Communication Channels: acoustic ; electric
Other Communication Modes: vibrations
Perception Channels: tactile ; acoustic ; vibrations ; chemical ; electric
Frilled shark are classified as a near threatened species on the IUCN Red List. There are no current conservation plans for this species (Fowler & Paul).
US Federal List: no special status
CITES: no special status
IUCN Red List of Threatened Species: near threatened
These are not dangerous sharks, but their teeth have lacerated the hands of the unwary scientist and or fisherman examining or holding them.
Negative Impacts: injures humans (bites or stings)
When frilled sharks are caught as bycatch during net or long line fishing, they may be ground up for fishmeal and fish food. Frilled sharks are unique and fascinating members of oceanic ecosystems.

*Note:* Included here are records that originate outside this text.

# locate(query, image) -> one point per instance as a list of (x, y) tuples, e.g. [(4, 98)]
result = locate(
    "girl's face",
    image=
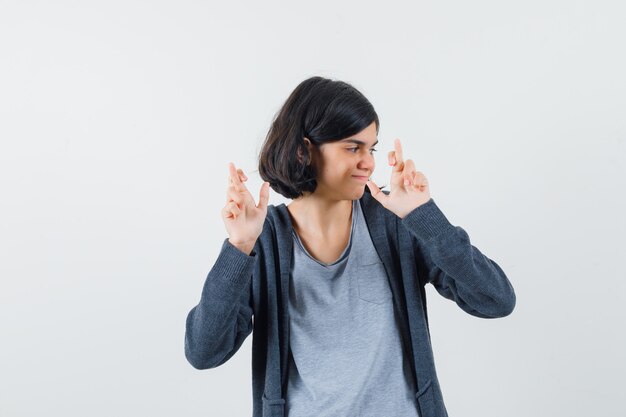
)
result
[(343, 167)]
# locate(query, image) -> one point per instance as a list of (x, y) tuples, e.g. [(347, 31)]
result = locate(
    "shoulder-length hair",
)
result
[(322, 110)]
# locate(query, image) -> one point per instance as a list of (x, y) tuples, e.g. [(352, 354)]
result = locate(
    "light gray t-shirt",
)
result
[(345, 352)]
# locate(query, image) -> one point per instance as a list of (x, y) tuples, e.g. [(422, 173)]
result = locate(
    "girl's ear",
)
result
[(309, 146)]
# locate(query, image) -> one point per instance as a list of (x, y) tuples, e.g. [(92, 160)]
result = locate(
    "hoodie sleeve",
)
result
[(458, 270), (218, 325)]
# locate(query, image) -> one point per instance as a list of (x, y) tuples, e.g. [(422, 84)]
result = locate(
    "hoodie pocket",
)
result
[(372, 283), (425, 399), (273, 407)]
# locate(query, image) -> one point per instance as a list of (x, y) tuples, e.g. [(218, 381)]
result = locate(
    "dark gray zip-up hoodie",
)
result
[(244, 293)]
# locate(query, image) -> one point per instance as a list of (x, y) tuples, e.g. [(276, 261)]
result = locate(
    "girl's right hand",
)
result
[(242, 218)]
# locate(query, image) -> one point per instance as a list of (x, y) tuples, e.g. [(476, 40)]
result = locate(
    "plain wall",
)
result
[(118, 119)]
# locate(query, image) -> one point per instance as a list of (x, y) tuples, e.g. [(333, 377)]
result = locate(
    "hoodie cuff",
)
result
[(427, 221)]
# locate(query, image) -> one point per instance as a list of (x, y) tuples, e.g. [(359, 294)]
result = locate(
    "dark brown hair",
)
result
[(321, 110)]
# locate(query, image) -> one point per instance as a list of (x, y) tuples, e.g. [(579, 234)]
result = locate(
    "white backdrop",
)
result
[(118, 118)]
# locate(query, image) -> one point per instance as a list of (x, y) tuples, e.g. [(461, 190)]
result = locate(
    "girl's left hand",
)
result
[(409, 188)]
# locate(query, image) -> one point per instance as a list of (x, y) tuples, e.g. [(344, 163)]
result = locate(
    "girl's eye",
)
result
[(356, 149)]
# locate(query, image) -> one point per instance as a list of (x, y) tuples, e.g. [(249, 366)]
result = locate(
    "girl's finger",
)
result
[(241, 174), (232, 195), (232, 210), (391, 158), (398, 149), (234, 177)]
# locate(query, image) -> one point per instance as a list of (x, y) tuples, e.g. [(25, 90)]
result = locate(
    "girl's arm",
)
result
[(218, 325), (458, 270)]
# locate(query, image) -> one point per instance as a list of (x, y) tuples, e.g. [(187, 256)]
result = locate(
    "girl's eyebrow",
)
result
[(358, 142)]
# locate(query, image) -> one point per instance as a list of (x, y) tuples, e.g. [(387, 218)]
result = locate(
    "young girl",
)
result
[(332, 285)]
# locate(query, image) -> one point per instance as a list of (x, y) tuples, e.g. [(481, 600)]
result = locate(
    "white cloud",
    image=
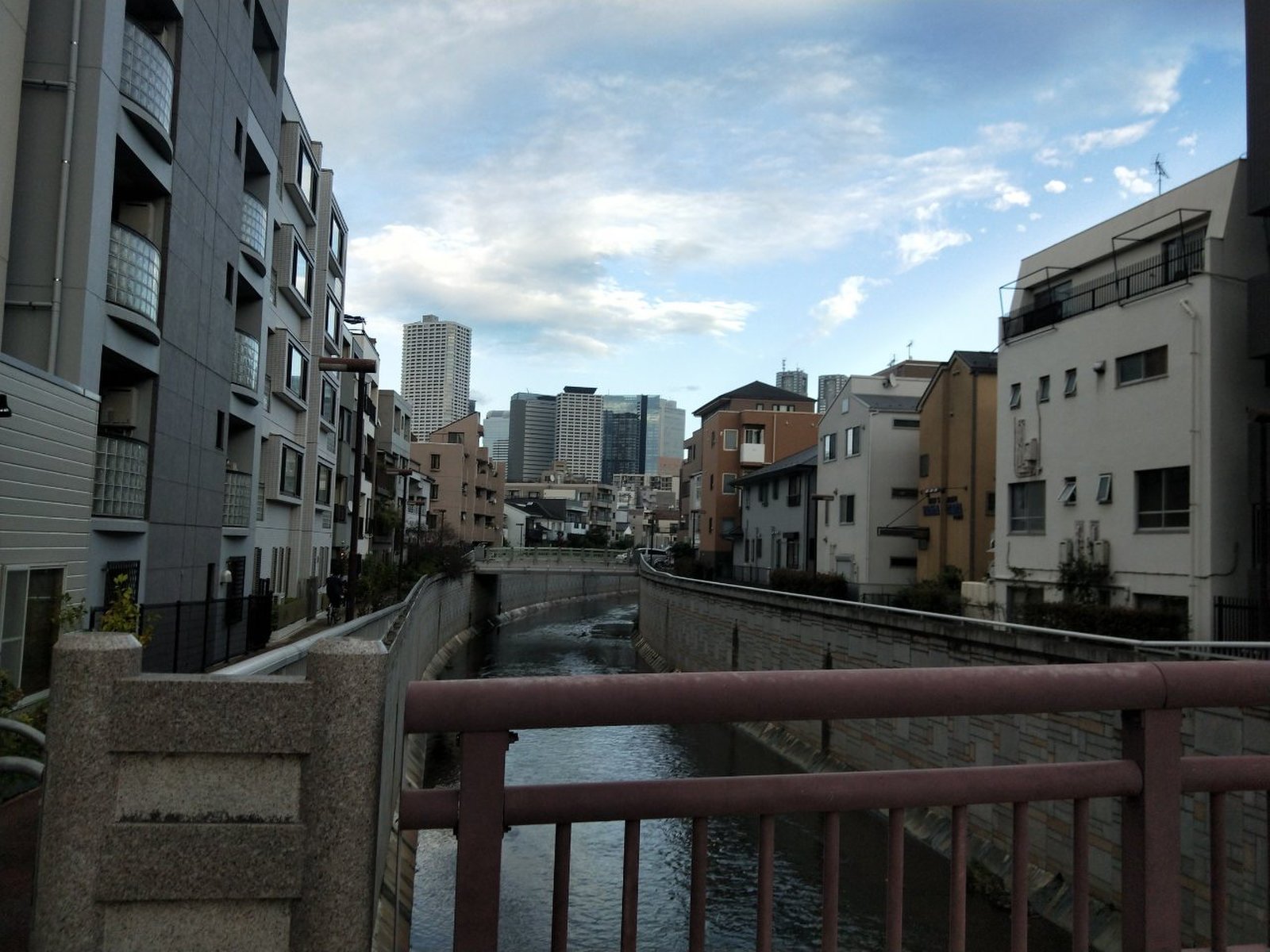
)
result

Positive Impacts: food ; body parts are source of valuable material
Frilled sharks are bottom dwellers and may contribute to removing decomposing carcasses. This carrion floats down from the open waters of the ocean above and comes to rest on the ocean floor. Frilled sharks and other benthic decomposers play an important role in recycling nutrients.
Ecosystem Impact: biodegradation
Because of their sharp, cuspidate teeth, it is thought that their primary foods are small deep-water fishes, and squid (Taylor et al., 2002). Because frilled sharks live on the ocean floor, they may also feed on carrion floating down from the surface (Parker & Parker, 1999).

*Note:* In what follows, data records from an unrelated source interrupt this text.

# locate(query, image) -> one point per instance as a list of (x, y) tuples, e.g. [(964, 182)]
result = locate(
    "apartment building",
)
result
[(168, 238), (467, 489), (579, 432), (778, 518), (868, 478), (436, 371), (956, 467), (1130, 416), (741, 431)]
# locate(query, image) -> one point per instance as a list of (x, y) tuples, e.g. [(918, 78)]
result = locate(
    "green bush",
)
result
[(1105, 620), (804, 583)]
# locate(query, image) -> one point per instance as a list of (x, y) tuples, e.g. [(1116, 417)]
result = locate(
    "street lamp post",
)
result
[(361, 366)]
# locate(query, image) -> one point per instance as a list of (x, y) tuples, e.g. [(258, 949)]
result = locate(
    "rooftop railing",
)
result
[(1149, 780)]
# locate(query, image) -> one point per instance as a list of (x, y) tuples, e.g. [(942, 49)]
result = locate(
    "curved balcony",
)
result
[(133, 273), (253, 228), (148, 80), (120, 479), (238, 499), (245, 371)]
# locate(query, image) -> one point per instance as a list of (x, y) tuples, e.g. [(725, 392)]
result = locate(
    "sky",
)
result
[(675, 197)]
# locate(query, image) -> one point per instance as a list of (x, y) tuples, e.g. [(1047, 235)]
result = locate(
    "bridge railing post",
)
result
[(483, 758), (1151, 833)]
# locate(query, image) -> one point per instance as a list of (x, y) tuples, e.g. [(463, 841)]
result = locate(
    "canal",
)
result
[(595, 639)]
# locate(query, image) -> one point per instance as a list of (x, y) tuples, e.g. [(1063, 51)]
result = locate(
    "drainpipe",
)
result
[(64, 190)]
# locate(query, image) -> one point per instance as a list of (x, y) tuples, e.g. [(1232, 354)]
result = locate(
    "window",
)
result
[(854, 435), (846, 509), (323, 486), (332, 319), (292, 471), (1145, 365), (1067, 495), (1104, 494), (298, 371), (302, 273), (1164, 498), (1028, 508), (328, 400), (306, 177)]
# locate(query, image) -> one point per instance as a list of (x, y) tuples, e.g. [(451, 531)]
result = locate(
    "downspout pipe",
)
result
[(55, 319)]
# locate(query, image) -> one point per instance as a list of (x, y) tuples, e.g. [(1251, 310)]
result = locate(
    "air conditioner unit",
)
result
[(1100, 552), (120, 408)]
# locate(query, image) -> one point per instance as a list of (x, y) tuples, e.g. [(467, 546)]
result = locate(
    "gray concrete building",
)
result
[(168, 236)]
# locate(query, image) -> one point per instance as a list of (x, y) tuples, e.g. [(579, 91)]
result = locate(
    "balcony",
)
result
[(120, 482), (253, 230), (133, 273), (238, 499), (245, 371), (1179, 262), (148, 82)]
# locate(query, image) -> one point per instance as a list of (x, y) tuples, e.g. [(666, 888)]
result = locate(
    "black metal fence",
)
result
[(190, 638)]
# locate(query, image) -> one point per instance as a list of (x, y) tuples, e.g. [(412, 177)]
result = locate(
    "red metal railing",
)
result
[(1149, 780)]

Animal Foods: fish; carrion ; mollusks; aquatic crustaceans
Primary Diet: carnivore (Piscivore , Molluscivore ); detritivore
Frilled sharks are wide ranging. They have been found almost worldwide, including the eastern Atlantic coast of northern Norway, the western Indian Ocean near South Africa, the western Pacific near New Zealand, and the eastern Pacific near the coast of Chile.
Biogeographic Regions: indian ocean (Native ); atlantic ocean (Native ); pacific ocean (Native )
Chlamydoselachus africana, is found on continental shelves and the nearshore areas of large islands, although they are occasionally reported in open waters. They are mostly benthic and occur at depths from 100 to 1,300 meters.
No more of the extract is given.